I am trying to integrate the function
\int _{-\infty }^{\infty }(t-1)\delta\left[\frac{2}{3}t-\frac{3}{2}\right]dt

Homework Equations

The Attempt at a Solution

I think the answer should be \frac{5}{4} because \frac{2}{3}t-\frac{3}{2}=0 when t=9/4. then (9/4-1) = 5/4. However, when I put the equation into Mathematica, it gives me an anser of 15/8.

 

[Dick]

Homework Statement

I am trying to integrate the function
\int _{-\infty }^{\infty }(t-1)\delta\left[\frac{2}{3}t-\frac{3}{2}\right]dt

Homework Equations

The Attempt at a Solution

I think the answer should be \frac{5}{4} because \frac{2}{3}t-\frac{3}{2}=0 when t=9/4. then (9/4-1) = 5/4. However, when I put the equation into Mathematica, it gives me an anser of 15/8.

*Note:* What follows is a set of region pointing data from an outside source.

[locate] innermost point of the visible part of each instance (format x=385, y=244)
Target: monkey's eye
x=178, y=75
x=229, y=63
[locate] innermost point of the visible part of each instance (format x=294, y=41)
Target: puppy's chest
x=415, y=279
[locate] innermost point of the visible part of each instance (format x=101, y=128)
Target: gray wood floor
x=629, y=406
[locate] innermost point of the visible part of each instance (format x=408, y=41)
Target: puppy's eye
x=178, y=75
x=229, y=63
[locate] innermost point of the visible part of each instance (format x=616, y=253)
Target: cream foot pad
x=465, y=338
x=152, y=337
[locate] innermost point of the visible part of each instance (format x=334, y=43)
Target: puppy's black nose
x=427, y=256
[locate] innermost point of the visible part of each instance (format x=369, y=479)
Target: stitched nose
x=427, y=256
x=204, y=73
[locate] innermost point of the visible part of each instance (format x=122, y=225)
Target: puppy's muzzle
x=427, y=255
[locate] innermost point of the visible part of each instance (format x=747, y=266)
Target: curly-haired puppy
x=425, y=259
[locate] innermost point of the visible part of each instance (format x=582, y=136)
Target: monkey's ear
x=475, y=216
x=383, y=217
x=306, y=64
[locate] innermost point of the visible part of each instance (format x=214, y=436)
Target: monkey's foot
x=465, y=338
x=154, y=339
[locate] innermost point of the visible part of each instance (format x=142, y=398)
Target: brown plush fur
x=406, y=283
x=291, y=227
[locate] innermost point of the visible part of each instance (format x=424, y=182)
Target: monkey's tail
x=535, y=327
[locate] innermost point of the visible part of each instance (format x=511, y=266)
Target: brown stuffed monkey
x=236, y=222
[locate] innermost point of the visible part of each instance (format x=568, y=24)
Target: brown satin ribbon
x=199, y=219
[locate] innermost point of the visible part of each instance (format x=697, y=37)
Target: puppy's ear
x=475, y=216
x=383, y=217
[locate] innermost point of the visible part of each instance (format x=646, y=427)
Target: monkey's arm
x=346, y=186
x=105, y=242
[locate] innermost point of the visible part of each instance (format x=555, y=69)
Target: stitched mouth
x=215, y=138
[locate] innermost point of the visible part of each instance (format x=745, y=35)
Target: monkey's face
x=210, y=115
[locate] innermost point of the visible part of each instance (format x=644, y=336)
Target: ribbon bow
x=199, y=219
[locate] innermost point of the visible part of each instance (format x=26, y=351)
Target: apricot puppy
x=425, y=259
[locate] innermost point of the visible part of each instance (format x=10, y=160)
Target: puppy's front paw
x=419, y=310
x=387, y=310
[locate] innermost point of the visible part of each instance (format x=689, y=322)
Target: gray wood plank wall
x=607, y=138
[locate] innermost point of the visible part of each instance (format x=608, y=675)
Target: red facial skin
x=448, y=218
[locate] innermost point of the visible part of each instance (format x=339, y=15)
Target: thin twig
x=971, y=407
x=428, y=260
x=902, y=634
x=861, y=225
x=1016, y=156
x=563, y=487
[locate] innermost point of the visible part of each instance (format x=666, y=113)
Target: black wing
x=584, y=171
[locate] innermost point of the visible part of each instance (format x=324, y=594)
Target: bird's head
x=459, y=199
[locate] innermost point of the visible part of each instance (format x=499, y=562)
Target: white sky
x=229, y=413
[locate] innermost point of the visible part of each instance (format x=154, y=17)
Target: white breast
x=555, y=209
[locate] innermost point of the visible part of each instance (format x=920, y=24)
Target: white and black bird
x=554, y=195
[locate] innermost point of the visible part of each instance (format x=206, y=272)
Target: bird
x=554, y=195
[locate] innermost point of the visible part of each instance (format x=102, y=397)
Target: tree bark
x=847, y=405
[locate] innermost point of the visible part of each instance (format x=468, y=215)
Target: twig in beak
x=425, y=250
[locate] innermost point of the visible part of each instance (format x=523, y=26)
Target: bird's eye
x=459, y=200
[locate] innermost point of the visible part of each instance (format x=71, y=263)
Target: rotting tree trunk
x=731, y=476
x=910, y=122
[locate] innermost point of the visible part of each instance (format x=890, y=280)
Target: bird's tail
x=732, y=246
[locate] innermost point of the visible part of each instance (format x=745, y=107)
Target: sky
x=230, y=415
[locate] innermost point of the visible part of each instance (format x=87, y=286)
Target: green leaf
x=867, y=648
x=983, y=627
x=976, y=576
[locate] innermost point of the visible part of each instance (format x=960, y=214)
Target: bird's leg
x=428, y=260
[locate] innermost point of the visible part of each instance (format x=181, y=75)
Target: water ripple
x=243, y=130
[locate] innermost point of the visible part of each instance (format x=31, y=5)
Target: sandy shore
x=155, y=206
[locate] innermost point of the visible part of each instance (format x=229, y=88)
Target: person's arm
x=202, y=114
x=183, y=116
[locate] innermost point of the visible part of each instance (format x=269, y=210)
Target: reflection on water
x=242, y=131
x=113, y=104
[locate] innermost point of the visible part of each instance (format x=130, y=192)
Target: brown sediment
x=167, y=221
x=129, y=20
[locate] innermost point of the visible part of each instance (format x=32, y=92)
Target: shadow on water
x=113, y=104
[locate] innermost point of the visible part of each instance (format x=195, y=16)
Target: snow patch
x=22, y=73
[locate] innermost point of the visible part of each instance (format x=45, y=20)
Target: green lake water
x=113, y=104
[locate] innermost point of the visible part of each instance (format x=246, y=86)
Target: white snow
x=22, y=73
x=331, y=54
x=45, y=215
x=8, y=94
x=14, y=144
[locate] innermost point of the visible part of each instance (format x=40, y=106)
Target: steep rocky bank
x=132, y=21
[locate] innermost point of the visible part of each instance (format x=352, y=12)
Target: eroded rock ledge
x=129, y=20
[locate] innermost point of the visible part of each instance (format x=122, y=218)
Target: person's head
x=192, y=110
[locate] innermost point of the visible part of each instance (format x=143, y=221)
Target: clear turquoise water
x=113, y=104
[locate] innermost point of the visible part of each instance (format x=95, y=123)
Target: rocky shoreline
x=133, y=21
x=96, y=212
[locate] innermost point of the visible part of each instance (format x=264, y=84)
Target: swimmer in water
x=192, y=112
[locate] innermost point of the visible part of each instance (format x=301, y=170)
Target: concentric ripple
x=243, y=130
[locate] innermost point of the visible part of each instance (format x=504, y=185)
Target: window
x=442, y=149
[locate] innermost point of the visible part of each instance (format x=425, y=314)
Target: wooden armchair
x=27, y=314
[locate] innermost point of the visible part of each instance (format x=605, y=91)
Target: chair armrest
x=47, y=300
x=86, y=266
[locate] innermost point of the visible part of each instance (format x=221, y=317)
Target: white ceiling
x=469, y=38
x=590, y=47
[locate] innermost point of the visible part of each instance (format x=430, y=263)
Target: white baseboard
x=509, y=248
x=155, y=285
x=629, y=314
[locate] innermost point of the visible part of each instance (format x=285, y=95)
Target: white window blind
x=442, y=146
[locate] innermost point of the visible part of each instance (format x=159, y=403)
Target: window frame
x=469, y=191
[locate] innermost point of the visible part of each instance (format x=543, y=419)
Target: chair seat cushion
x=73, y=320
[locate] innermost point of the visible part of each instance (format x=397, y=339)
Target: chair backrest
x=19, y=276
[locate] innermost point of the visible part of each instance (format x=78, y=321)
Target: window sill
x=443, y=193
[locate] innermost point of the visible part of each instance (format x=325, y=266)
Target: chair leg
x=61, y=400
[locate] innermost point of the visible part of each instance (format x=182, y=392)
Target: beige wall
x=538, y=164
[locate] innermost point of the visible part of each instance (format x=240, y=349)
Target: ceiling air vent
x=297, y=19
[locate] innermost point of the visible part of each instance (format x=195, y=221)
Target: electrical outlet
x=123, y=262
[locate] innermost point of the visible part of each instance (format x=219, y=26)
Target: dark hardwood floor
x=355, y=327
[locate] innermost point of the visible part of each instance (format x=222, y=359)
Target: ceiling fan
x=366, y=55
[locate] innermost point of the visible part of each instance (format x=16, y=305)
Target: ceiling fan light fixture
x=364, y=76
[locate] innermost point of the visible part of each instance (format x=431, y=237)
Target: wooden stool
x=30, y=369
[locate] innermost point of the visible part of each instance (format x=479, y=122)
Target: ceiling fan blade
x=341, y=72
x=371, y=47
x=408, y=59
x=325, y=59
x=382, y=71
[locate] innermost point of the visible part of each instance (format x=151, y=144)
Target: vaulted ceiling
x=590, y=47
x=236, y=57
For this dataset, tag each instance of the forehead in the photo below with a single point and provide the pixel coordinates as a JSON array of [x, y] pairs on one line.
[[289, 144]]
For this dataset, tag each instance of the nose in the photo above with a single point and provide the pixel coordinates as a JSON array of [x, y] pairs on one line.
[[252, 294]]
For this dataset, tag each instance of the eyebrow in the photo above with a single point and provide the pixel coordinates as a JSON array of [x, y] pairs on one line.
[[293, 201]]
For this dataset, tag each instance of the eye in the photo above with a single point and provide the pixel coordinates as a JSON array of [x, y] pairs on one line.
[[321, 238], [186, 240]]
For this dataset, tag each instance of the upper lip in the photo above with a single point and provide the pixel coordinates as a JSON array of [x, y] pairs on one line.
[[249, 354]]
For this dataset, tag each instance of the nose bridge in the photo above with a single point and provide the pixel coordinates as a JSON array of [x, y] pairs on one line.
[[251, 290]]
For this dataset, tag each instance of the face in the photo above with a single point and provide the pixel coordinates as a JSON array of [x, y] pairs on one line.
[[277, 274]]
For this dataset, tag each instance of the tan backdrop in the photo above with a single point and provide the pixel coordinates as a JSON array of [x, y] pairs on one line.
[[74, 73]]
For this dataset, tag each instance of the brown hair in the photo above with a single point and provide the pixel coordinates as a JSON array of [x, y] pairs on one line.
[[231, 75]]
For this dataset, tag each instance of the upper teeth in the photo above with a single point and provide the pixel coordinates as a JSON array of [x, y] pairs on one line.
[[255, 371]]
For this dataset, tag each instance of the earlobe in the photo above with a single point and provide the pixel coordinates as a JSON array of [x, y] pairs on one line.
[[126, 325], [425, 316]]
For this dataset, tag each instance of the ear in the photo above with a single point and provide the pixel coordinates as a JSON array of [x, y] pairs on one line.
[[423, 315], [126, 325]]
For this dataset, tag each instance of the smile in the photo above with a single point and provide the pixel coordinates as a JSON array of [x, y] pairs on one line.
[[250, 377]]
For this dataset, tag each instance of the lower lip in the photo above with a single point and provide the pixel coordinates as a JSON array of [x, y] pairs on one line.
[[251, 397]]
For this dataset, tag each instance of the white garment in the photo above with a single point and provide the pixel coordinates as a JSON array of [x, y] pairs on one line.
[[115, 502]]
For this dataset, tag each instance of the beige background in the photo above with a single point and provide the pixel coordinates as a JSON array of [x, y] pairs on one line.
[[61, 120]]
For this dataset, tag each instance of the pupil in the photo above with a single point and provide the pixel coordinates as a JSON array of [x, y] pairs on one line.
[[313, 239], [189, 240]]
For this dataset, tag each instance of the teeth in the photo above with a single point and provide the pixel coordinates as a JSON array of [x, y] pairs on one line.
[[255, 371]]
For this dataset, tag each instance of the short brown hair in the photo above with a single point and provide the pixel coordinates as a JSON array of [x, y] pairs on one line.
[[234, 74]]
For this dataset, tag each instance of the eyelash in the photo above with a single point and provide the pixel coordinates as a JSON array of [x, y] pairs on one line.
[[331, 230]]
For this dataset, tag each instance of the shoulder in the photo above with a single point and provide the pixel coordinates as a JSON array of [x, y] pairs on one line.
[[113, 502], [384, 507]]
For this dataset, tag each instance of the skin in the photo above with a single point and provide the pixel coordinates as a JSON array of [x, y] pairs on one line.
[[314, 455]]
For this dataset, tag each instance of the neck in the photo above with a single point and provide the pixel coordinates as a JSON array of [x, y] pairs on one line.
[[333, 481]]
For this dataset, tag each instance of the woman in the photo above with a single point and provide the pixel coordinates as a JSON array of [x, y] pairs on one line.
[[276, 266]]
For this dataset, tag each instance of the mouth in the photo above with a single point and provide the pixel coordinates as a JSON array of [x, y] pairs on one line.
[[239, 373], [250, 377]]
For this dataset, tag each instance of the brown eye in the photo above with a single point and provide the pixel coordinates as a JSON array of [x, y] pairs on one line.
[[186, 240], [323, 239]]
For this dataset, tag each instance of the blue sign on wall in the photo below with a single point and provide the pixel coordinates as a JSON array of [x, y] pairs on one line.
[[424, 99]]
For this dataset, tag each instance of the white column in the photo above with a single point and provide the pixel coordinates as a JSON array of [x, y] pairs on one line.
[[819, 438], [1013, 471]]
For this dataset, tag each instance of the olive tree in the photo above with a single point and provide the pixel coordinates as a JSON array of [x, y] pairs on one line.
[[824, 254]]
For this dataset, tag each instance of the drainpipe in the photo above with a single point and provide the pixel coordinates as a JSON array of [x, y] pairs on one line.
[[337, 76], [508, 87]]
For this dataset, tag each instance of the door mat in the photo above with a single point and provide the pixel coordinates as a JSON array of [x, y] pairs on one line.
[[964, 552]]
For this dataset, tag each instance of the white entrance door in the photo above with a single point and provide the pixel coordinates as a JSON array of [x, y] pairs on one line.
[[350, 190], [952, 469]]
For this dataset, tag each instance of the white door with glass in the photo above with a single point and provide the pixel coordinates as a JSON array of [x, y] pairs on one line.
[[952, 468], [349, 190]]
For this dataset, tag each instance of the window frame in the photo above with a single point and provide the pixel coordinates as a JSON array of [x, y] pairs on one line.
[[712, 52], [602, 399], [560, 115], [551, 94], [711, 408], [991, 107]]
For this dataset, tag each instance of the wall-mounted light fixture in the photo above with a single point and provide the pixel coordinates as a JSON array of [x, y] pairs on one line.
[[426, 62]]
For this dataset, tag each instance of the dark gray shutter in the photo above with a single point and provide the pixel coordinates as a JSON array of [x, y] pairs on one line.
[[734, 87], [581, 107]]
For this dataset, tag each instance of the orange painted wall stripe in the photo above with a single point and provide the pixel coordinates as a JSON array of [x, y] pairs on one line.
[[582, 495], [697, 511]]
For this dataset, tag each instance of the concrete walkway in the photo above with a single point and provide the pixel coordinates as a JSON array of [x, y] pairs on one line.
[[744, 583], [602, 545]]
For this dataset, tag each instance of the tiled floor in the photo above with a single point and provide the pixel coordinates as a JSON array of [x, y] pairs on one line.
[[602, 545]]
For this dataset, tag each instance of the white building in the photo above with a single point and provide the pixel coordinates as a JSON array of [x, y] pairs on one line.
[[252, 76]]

There's more to it than that. Do a change of variables u=2t/3-3/2. Don't forget du isn't the same as dt.

 

[Ray Vickson]

Homework Statement

I am trying to integrate the function
\int _{-\infty }^{\infty }(t-1)\delta\left[\frac{2}{3}t-\frac{3}{2}\right]dt

Homework Equations

The Attempt at a Solution

I think the answer should be \frac{5}{4} because \frac{2}{3}t-\frac{3}{2}=0 when t=9/4. then (9/4-1) = 5/4. However, when I put the equation into Mathematica, it gives me an anser of 15/8.

You need to be really, really careful when dealing with things like δ(f(t)). In your case, just change variables to x = (2/3)t.

 

[Bugeye]

There's more to it than that. Do a change of variables u=2t/3-3/2. Don't forget du isn't the same as dt.

Great, I got it, thanks a lot.